Hallo Children. My dad also used to buy the Daily Nation newspaper, and I could go through his filled-up crossword puzzles to read the words. Later on, I graduated to reading interesting sections of the newspaper.

Which book shaped your thought the most in 2020, the year of the pandemic?

Talking to Strangers by Malcolm Gladwell

What book have you been reading recently that you couldn't put down?'

Why Men Don't Listen and Women Can't Read Maps by Allan Pease and Barbara Pease.

The knowledge industry has moved digital. Do you subscribe to any reading apps or you’ve stuck to traditional book?

I prefer hard copy because there is something special about the smell of paper, flipping of pages and getting lost in a book. You also tend to read a book for long hours without hurting your eyes. I also subscribe to audiobooks, I listen to books while walking or jogging.

Which books are on your bedside table or Kindle tab for consumption at the end of the day?

I am currently reading African and African-American Religions by Victor Anderson which highlights interesting and common religious ideas and practices among Africans, people in the Caribbean, and the US. But I have recently come across Kabul Beauty School by Deborah Rodriguez and Kristin Ohlson which I am also reading.

It's been said readers are leaders. How can we create a thriving reading culture among the younger ones?

By starting early, very early. I have seen some parents read for their unborn babies, I don’t know if this works but I know that introducing them to the sound of your voice when reading and later the colourful, touch and feel books grow their interest.

Later on, they will start picking their books and areas of interest.

Which author or title speaks the most about your personality?

Malcolm Gladwell. His writing flows, giving facts and experiences you can connect with in day-to-day life.

How does reading help you keep up in your industry/trade?

I get to learn what is being practiced across the globe, I learn cultures and way of life of different people.

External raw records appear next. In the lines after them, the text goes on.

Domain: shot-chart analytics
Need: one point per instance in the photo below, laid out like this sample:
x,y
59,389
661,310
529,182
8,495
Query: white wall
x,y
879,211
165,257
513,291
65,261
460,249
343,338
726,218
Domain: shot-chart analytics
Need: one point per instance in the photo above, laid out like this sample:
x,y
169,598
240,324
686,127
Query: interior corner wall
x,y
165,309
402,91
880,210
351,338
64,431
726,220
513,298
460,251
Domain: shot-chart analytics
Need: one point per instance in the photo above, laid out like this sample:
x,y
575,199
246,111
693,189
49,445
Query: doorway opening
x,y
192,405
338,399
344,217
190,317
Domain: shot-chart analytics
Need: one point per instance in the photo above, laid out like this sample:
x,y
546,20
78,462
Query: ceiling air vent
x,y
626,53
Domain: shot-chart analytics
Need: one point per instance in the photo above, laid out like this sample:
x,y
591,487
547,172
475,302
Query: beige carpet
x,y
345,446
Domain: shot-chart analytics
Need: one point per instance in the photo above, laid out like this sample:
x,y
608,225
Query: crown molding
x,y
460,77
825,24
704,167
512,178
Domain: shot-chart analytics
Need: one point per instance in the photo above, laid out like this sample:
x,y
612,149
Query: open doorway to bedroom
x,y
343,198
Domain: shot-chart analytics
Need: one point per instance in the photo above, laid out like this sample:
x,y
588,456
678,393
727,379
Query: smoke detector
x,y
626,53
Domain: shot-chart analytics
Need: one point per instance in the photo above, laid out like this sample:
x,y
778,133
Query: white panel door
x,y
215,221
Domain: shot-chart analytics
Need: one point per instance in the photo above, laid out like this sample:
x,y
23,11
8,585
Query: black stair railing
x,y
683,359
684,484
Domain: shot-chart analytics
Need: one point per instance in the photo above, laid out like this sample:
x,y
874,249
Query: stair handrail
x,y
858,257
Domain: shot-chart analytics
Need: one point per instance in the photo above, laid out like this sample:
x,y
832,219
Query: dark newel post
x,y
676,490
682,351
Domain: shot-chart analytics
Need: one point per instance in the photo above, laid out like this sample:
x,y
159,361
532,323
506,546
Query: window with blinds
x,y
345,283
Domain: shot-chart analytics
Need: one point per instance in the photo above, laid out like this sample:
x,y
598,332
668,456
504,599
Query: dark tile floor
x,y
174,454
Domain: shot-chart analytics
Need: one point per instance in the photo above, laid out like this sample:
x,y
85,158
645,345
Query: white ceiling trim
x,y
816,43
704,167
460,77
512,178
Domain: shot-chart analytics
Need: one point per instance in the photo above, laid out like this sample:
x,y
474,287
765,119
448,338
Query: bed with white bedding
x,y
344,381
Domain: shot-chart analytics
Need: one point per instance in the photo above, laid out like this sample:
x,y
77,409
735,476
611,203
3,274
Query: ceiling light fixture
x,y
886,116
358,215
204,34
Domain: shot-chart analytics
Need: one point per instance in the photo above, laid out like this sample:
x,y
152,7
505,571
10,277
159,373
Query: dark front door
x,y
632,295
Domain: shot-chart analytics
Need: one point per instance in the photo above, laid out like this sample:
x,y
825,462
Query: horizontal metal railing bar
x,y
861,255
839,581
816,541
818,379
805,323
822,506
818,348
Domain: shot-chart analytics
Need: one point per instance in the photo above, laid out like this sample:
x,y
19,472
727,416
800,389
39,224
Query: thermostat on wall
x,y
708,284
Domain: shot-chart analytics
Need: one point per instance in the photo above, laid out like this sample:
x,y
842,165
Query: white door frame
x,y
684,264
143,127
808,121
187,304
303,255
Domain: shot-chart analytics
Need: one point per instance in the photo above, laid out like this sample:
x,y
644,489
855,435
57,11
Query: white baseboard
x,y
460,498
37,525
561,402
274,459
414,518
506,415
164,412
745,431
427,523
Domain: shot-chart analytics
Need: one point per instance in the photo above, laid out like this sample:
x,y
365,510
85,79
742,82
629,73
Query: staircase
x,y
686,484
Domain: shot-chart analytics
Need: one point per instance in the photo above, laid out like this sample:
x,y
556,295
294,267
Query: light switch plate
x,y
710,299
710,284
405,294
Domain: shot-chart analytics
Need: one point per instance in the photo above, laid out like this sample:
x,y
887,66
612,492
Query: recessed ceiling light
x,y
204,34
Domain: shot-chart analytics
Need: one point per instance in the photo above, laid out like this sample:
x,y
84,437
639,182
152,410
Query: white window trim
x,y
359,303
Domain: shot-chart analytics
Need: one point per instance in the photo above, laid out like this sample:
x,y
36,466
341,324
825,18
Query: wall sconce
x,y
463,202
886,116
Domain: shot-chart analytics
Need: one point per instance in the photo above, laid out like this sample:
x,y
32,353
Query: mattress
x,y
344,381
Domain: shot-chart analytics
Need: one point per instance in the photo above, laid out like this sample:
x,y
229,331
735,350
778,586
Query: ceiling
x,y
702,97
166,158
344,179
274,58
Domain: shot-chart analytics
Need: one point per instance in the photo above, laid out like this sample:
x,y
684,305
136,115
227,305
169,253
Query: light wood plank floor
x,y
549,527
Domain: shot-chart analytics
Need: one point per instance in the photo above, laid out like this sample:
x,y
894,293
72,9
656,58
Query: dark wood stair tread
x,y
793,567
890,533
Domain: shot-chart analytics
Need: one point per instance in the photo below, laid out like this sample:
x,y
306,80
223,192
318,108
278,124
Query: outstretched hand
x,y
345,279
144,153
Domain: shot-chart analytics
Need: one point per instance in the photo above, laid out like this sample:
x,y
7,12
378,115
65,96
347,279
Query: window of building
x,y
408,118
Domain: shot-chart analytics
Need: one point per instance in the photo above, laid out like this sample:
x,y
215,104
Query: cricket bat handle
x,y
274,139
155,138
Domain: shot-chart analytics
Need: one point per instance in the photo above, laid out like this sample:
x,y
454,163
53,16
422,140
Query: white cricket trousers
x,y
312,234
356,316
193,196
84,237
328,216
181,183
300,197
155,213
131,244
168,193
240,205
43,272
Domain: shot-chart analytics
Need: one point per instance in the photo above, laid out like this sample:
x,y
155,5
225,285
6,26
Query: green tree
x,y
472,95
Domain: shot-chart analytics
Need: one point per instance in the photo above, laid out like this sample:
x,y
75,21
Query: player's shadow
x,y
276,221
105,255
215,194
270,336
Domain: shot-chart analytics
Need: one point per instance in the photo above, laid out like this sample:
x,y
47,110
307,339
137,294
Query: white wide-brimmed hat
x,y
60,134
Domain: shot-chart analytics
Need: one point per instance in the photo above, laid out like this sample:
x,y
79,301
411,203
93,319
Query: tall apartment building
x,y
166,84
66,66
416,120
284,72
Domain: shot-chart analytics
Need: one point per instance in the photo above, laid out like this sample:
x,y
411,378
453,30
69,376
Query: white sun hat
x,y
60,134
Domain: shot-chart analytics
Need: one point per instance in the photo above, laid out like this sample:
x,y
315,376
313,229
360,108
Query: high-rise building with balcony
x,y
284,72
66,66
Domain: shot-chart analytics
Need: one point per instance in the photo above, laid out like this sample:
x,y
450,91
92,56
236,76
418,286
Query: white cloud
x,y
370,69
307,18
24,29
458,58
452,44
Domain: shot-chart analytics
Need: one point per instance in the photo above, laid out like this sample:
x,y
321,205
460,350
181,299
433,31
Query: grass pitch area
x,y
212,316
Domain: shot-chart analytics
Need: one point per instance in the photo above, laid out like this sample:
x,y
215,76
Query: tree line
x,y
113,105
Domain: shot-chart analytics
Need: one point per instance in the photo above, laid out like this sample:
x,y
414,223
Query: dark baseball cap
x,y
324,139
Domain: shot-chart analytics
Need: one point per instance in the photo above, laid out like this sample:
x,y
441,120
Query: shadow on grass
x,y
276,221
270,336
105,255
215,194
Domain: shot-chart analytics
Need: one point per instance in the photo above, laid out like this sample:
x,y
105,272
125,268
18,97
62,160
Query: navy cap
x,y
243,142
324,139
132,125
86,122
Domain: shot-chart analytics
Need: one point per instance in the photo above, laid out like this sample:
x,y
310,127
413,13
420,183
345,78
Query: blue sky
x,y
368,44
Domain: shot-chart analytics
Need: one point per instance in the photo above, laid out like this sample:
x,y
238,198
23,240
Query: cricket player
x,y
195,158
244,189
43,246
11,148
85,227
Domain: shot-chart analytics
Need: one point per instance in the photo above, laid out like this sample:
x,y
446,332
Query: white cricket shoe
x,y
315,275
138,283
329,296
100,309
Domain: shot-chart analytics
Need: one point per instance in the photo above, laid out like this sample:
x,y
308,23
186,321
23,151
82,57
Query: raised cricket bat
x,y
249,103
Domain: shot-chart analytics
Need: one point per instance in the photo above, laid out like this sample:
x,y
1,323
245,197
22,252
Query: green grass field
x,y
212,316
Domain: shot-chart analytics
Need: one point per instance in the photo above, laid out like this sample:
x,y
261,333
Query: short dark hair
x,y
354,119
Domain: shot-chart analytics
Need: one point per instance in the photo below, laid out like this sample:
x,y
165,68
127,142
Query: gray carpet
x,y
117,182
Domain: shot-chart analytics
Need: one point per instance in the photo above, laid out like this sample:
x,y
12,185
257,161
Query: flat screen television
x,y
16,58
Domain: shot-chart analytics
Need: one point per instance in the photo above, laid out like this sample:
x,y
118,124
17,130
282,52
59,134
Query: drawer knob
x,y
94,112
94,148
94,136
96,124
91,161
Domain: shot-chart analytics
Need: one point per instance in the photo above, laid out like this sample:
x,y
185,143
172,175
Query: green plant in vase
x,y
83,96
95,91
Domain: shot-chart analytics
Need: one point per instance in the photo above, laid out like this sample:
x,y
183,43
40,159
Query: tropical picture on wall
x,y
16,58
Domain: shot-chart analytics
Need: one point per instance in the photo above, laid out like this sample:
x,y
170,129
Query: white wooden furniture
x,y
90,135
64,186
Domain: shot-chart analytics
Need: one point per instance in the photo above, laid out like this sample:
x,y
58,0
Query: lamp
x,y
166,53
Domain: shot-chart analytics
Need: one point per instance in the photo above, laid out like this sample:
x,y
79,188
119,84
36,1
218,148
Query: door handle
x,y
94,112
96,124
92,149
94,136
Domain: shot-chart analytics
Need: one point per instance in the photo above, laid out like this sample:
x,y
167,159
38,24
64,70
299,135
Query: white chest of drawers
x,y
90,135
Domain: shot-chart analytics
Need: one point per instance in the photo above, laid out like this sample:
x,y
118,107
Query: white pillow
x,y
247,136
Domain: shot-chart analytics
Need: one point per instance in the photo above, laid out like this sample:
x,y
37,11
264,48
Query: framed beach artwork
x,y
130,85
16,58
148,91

In Talking to Strangers by Malcolm Gladwell, there was a lot of insight on influence and persuasion which is a critical skill in marketing.

Do you have a system or pattern for organising your book collection on the display shelf? And what's the size?

I used to have before I had my children. I would arrange based on size. It’s hard nowadays because we share a bookshelf. As they take books to read and return them, they create chaos and it’s a lot of work rearranging now and then.

Any recommendations you can offer to our readers?

Why Men Don't Listen and Women Can't Read Maps by Allan Pease and Barbara Pease. This is a book that everyone should read.